If Hamas had been in charge of the South African Struggle, then its leadership too, would have delivered belaboured speeches of reconciliation, but only involving the ANC, PAC and Azapo, while excluding the Afrikaner nation. Leaving out the other side unfortunately, is all part of a heroic religious battle.
“Al Quids (Jerusalem) is our right, our capital, and we will continue until we get rid of occupation,” says Meshaal.
What about everyone else, those religions and sects whose capital Jerusalem also represents, in world history?
Listening to the Hamas spokesman on SABC, was like listening to a salesman offering a major “Reform of Islam on a Communist instalment plan”, an end to “Segregation on the Temple Mount”, coupled with an end to Israeli occupation of Al-Aqsa, and all in keeping with the vaguely Marxist language of Hamas.
In order to capture the jewel of Dar al-Islam from the Zionists, is Meshaal willing to forego general customs and traditions in a reform of Islam in the image of Hamas?
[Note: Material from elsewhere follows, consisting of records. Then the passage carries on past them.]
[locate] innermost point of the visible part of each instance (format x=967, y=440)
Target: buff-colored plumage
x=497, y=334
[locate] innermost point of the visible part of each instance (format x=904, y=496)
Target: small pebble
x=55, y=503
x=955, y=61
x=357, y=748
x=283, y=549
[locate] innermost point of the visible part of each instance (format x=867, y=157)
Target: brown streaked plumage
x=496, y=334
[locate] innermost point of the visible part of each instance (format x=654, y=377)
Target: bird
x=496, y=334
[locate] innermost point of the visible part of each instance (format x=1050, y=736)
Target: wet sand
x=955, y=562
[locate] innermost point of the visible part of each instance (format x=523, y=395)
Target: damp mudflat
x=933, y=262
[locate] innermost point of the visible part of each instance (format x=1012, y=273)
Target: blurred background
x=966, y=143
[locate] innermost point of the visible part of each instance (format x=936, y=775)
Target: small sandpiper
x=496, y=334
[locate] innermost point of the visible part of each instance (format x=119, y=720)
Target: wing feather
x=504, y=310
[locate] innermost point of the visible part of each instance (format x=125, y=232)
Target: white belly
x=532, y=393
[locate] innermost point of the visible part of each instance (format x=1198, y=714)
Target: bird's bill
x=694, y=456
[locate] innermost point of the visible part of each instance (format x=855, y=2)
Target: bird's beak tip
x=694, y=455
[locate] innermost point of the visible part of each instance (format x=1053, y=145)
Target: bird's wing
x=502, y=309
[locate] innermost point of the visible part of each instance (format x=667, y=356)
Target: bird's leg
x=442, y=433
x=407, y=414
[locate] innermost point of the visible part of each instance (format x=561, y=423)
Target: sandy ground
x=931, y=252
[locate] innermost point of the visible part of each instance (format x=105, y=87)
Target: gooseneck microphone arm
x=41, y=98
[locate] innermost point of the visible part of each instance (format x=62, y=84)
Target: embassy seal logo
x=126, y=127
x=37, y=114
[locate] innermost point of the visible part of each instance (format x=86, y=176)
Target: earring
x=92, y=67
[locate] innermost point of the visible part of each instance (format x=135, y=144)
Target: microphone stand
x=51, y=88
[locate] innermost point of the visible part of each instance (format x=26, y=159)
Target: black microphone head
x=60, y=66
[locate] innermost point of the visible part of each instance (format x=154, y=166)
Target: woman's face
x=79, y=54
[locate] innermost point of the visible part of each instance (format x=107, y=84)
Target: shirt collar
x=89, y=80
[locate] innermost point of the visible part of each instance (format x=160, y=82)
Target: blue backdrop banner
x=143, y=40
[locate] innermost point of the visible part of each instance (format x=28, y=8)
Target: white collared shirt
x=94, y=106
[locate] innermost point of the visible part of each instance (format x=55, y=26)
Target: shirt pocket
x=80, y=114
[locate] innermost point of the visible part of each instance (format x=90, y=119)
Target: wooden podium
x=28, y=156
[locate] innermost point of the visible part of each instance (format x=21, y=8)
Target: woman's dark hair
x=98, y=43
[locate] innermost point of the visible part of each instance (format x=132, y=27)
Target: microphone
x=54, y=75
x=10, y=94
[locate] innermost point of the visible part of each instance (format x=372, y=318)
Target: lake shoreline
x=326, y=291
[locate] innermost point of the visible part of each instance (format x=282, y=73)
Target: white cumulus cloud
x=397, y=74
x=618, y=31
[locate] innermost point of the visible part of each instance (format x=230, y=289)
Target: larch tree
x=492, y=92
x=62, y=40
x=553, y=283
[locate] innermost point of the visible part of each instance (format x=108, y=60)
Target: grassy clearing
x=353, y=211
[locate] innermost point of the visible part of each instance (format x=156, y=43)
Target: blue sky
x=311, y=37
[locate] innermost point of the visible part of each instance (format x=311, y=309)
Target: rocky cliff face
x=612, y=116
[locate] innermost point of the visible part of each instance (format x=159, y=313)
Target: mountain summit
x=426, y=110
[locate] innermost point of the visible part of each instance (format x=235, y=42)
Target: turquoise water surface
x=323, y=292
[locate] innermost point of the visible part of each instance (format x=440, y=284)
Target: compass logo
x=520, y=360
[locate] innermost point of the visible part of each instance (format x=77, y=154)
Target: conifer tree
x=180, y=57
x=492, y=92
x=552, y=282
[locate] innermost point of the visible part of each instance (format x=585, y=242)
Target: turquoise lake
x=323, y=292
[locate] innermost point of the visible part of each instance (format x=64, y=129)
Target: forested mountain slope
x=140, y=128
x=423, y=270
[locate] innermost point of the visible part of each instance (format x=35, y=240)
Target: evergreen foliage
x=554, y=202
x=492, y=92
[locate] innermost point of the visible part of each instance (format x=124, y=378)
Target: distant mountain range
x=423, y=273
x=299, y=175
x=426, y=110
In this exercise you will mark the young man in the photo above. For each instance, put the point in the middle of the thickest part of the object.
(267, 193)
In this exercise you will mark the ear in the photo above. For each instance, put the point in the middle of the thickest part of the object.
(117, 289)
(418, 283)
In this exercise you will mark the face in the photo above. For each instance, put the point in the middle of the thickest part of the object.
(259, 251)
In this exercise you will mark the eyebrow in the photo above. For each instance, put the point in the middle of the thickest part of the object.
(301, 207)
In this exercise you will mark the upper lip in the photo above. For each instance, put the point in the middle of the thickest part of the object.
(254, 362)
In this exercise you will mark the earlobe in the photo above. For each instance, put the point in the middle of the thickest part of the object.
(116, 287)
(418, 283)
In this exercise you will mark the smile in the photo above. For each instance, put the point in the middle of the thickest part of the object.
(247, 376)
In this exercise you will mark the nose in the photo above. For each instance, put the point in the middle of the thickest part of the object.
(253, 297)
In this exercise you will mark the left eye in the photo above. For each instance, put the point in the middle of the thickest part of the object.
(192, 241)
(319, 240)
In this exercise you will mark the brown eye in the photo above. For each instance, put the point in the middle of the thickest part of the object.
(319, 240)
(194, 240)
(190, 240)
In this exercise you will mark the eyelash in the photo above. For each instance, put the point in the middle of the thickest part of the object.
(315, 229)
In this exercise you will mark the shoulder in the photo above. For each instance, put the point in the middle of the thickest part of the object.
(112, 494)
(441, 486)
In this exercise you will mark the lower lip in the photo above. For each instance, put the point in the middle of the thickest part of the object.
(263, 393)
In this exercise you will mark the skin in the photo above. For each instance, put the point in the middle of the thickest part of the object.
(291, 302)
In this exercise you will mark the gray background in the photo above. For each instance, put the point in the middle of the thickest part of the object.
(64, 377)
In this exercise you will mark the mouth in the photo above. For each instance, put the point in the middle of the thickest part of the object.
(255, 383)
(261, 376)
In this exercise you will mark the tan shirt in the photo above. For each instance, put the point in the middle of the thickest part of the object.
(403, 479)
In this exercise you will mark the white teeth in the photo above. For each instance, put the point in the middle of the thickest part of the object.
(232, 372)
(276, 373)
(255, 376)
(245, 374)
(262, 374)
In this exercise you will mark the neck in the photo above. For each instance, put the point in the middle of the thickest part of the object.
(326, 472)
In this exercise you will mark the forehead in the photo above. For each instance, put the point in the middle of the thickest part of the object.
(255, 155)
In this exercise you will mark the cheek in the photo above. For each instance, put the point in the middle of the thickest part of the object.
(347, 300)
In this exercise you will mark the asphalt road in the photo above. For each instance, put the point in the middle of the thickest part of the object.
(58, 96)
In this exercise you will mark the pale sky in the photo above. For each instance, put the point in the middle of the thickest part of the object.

All this perhaps, in order to negotiate favour with the country that is perceived to offer the gateway to paradise – South Africa and its readily available Freedom Struggle, offering moral immunity from such democratic questions, as how many rights does it take to make a real constitution, forgetting that Mandela himself, was a secularist and bipartisan, who supported a two-state solution.
“Islam, doesn’t need a Reformation, it needs an Enlightenment”, says Maryam Nemazee writing in the Guardian. A critic of religious zealotry, Nemazee also perceives what is immediately apparent, both in the rhetoric of Hamas and the radicalism of ISIS.
She says: “Islamism must be challenged by an Enlightenment, not a Reformation,” but for this to happen, “the right to criticise religions and the religious right (including the Christian right, Buddhist right, Hindu right and Jewish right) is crucial, as is international solidarity and an unequivocal defence of migrant rights, secularism, equality and citizenship.”
Thus, while one may be moved into solidarity with the oppressed, it makes no sense if we do so while resurrecting the political ghosts of 1976, only to fail even further in our duties, in forgetting that national reconciliation only came about in South Africa via a negotiated settlement – ballots not bullets – certainly not a winner-takes-all victory of war and bloody mayhem.
Thus one may also add, it is crucial here, that we recognise the right to criticise, debate, and engage, what is rapidly becoming yet another conservative backwater in South African politics, the Marxists (and Marxism) of the Gwede Mantashes of this world.
The empty Hamas rhetoric of those who brought us Marikana, Andries Tatane, and so many countless betrayals of Mandela’s democratic dream, are surely empty political promises, made by today’s ruling party elite in the name of ideology and human-made religion.
Cape Town
nat cheiman
October 22, 2015 at 11:34 am
‘The ANC kills its own. Never mind the freedom charter.
SA wants to solve every country’s problems and cannot solve their own. That’s why Africa is what it is. Desolate. Bankrupt. Wars. Poor human rights record. Because of Mugabe, Zuma, al Bashir. Kgame and leaders like them.
Idi Amin was an angel. The best is still to come.